Приехали они втроем, только мальчик в каком-то институте. До этого были в Москве, там сказали, что у нас в стране такую операцию не делают. Потом посоветовали какого-то питерского кудесника. Мальчика здесь приняли, но ничего не обещали.
Назавтра я с утра собиралась на работу, а они – в институт. И так каждый день. На четвертый день я сказала:
– Видеть вас такими не могу. А каково Жорке? Вы должны излучать уверенность, поддерживать его. У них же там есть тихий час? Приезжайте домой, обедайте, отдыхайте. И с новыми силами – к сыну.
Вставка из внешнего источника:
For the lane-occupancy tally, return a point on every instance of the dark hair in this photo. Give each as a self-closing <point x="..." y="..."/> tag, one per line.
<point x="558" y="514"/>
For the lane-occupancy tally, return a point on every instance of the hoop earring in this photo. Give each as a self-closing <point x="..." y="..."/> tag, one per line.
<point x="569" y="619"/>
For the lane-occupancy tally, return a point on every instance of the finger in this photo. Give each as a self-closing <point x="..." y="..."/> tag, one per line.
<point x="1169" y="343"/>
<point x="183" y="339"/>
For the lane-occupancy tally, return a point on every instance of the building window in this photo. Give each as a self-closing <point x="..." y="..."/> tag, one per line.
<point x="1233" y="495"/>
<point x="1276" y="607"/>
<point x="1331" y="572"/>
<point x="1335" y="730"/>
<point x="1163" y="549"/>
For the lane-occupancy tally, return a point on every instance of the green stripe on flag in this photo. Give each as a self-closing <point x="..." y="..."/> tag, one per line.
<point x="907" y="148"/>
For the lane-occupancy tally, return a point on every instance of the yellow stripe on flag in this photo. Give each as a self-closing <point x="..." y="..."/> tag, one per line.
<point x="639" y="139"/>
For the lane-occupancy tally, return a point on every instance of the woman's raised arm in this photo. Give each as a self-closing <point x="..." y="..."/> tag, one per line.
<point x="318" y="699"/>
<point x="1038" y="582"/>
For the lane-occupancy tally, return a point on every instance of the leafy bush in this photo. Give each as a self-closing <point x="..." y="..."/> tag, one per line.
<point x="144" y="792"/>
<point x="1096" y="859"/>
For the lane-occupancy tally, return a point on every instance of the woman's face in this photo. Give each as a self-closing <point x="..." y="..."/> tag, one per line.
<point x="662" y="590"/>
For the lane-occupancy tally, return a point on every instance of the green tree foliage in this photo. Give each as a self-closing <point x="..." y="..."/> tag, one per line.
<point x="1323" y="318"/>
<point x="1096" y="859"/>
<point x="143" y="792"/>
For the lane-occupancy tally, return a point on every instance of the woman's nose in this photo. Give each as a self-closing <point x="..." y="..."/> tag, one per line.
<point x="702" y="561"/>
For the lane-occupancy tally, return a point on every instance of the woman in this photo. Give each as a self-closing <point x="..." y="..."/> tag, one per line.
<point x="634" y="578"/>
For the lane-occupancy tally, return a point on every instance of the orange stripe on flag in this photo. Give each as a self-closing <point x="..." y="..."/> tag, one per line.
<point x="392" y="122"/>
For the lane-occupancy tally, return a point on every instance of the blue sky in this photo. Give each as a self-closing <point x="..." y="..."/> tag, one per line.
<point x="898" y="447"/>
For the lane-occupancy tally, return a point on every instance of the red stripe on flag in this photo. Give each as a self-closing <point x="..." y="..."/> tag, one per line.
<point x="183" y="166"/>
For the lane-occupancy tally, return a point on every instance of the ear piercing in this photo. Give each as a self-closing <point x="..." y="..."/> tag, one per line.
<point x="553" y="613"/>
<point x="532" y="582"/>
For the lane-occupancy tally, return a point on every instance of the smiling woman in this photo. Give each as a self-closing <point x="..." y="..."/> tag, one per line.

– Да чего уж там, – тихо ответила Людмила. – Сегодня все будет ясно.
Вечером они вернулись позже обычного, и по их виду всё было ясно.
– Так, сколько стоит операция в Германии?
– Восемьдесят тысяч…
– Я завтра постараюсь сколько-нибудь достать.
– Мы продадим квартиру, но за нее столько не выручишь. После дефолта, сама понимаешь… и Заводской район не котируется…
– Вы завтра уточните сумму.
Назавтра я с утра пошла в банк, предъявила паспорт и спросила, какую сумму я могу снять с доступного мне счета и могу ли перечислить деньги в Германию. Получила распечатку и заверение, что деньги могут быть перечислены уже сегодня. После этого заскочила на работу, отпросилась на пол дня и отправилась в институт.
Я увидела Людмилу с мужем в холле. Они беседовали с врачом. Подойдя к ним, я сказала:
– Я нашла почти всю сумму. Разве что тысяч пять надо добавить. Давайте номер счета.
В кабинете врача, пока он вел разговор по-немецки, я держала за руки Людмилу. Ее трясло.
– Сейчас факсом счет высылают. Получите у секретаря.
В приемной я взяла у секретарши счет, и у меня глаза на лоб полезли.
– Что? – помертвела Людмила.
Я вынула из сумки распечатку и протянула ей:
– Смотри, это же знак! Мама, все будет хорошо!
Она своими дрожащими руками никак не могла развернуть бумаги. Павел Алексеевич выхватил их из ее рук и сказал:
– Нет, счета не одинаковые. Различаются на 100 долларов. Это что?
– Это сколько у меня есть. А это – сколько надо перечислить. У меня еще сотня остается. А думала, не хватит. Вы же говорили про 80. А немцы насчитали 76 с копейками. Ладно, ищите деньги на дорогу, я побежала в банк перечислять!
Вечером, когда я вернулась с работы, на кухне журчал голос Любови Михайловны и подавала реплики Людмила. Я от порога спросила:
– Что, Северских не будет? Тогда давайте все вместе поужинаем на кухне. Я торт принесла!
Из приоткрытой двери высунул нос дядя Паша:
– Во! Я как знал! Я сегодня такую копченую рыбину приволок! Только ты ее почисть и порежь, а то Любовь Михайловна скажет, что я продукт испортил.
– Давай сюда, Пашка, мы с Людочкой займемся. А сам иди столы двигать! – бодро сказала Любовь Михайловна. – У нас уже все сварено и накрошено. Как Клавка с утра сказала, что к матери поедет, я сразу решила, что надо собраться.
Редко мы так на кухне сидели. Это надо, чтобы несколько условий совпали: и чтоб Северские уехали, и чтобы у всех настроение соответствовало. Чаще всего наши посиделки организовывала Инка. А с тех пор, как ко мне переселился Витя, наверное, ни разу не собирались. Витя, впрочем, сегодня тоже появился, когда уже собирались садиться. За эту неделю мы виделись лишь однажды, хотя работаем в одном здании. Он кивнул при встрече, а я сказала «здрасьте». И вот…
Я и тут «здрасьте» сказала, но стоит ли родным нашими проблемами грузиться? Поэтому представила их друг другу:
– Мама, это Витя, Витя, это моя мама Людмила Петровна и ее муж Павел Алексеевич.
Сели. Разлили. Поели.
– Наташа, – начала Любовь Михайловна. – Ты действительно нашла такие деньжищи?
– Всё, уже даже перечислила. Завтра в середине дня забегу в банк и принесу вам платежку. Но пятница, сами понимаете, немцы могут не раскачаться. А в понедельник, я думаю, придет вызов. Может, стоит Жорика на выходные забрать, если лечение не очень напряженное? По крайней мере, днем его куда-нибудь сводите.
– А… откуда они? – это Людмила.
Я поглядела сначала на одну, потом на другую. В глазах обеих – опаска.